For follow up care, there are several issues that must be addressed. Anti D immune globulin is administered to women who have Rhesus negative blood. Contraception is also important as pregnancy should not be attempted until the body has a chance to recuperate. There is no evidence that suggests the ideal interval between miscarriage and attempt at getting pregnant again but if there are future plans of pregnancy, the mother to be should be started on folic acid supplements. The psychological impact due to the loss of pregnancy can be devastating to the couple and grief counseling should be recommended.

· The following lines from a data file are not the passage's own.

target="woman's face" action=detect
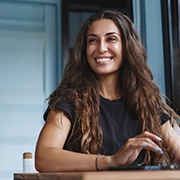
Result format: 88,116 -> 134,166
86,19 -> 123,75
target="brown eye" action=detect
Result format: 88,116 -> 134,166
108,37 -> 117,42
88,38 -> 97,43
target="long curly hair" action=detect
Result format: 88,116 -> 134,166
49,10 -> 175,164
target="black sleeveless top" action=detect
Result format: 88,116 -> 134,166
44,96 -> 170,165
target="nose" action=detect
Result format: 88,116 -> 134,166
99,40 -> 108,53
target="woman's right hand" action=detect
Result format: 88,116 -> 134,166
111,131 -> 163,166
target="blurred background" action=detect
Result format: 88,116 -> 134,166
0,0 -> 180,180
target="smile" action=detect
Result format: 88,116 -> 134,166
96,58 -> 111,63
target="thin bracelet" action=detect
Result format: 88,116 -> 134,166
95,154 -> 100,171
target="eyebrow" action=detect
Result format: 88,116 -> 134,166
87,32 -> 120,37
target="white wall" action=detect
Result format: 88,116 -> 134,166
0,0 -> 60,180
133,0 -> 165,94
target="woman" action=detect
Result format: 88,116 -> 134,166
35,11 -> 180,172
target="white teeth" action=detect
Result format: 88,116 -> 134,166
96,58 -> 110,62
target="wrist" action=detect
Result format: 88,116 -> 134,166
96,155 -> 112,171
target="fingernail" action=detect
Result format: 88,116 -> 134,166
156,136 -> 162,141
141,143 -> 147,147
156,147 -> 163,154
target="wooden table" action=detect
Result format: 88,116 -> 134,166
14,170 -> 180,180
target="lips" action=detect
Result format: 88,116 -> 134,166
96,58 -> 111,63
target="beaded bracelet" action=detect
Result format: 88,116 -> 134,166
95,154 -> 100,171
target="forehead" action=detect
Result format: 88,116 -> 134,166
87,19 -> 120,35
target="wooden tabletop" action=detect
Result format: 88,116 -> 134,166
14,170 -> 180,180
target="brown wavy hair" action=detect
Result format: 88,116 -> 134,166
49,10 -> 175,164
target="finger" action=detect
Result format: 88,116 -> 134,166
141,142 -> 163,155
128,137 -> 163,154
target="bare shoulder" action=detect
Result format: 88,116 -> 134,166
46,110 -> 71,129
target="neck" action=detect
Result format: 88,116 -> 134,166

How to Stop or Reduce First Trimester Bleeding and What to Do
The methods to stopping or reducing first trimester bleeding depends on the cause of the bleeding. If you experience first trimester bleeding, it is best to seek medical attention with your doctor or nearest emergency center immediately. Once you notice the bleeding, start keeping track of the amount and color of the blood you lose as it can help your doctor with a possible diagnosis. Take note if there are any clots or tissue that are passed out, you may want to collect these to show your doctor. In cases where your doctor has established that it is not serious, get plenty of bed rest and avoid heavy or strenuous work for up to two weeks until the bleeding stops. It is recommended to avoid intercourse, tampons, and douching until your doctor says it is okay. It is also important to stay hydrated to ensure you make up for the volume loss. Should your symptoms worsen or you start experiencing new symptoms (such as cramps, dizziness, fever, etcetera), seek medical attention immediately.